Zasady zdrowego odżywiania zalecają uważność i rozwagę w komponowaniu posiłków. Tę samą zasadę warto zastosować w odniesieniu do książek - strawy, jaką karmimy nasze umysły.
![]() |
Źródło: warszawa.gazeta.pl |
Kiedyś uważałam wszystkie książki za wartościowe tylko z tego powodu, że są książkami. Zakładałam, że jeśli książka została wydrukowana i znalazła się w księgarni lub bibliotece, to automatycznie oznacza, że zawiera istotne i budujące treści.

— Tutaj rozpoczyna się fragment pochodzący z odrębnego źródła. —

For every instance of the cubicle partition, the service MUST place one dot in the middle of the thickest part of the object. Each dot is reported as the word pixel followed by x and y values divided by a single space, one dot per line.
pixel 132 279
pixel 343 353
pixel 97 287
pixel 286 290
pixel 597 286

Ostatnich dziesięć lat spędziłam czytając niezliczone ilości książek z różnych dziedzin. I doszłam do wniosku, że książki to zbiory stron zadrukowanego papieru, który bez protestu przyjmuje każdą treść. Zawierają poglądy i koncepcje innych ludzi, z którymi mogę się zgadzać lub nie. Nie są z definicji nośnikami prawd objawionych.
Lektura poszczególnych książek wpływa na myśli, uczucia i emocje. Dobre książki to przede wszystkim takie, które przynoszą dobre myśli i budzą pozytywne uczucia. Ponieważ to właśnie one decydują o jakości naszego życia, powinniśmy starannie dobierać swoje lektury. Książki warte przeczytania wnoszą konkretną wartość dodaną. Przydatną wiedzę, pozytywne myśli i emocje, albo jedno i drugie. Jeśli tak się nie dzieje, nie ma sensu poświęcać im uwagi, ponieważ w najlepszym razie jest to strata czasu, a przy okazji także ryzyko pogorszenia samopoczucia.
Dlatego do książek podchodzę podobnie jak do jedzenia - wybieram świadomie, badam swoje odczucia podczas czytania, uważnie obserwuję skutki i wyciągam wnioski na przyszłość. Jeśli dana lektura mi służy, posiłkuję się nią, czasem nawet delektuję, i włączam do swojego menu. Ale jeśli tekst do mnie nie przemawia, na skutek czytania zaczyna mnie boleć głowa, gdy czuję pogorszenie nastroju i spadek energii - wtedy wiem, że ta książka nie jest dla mnie. I po prostu ją odkładam. Nawet jeśli zbiera entuzjastyczne recenzje i znajduje się na liście bestsellerów.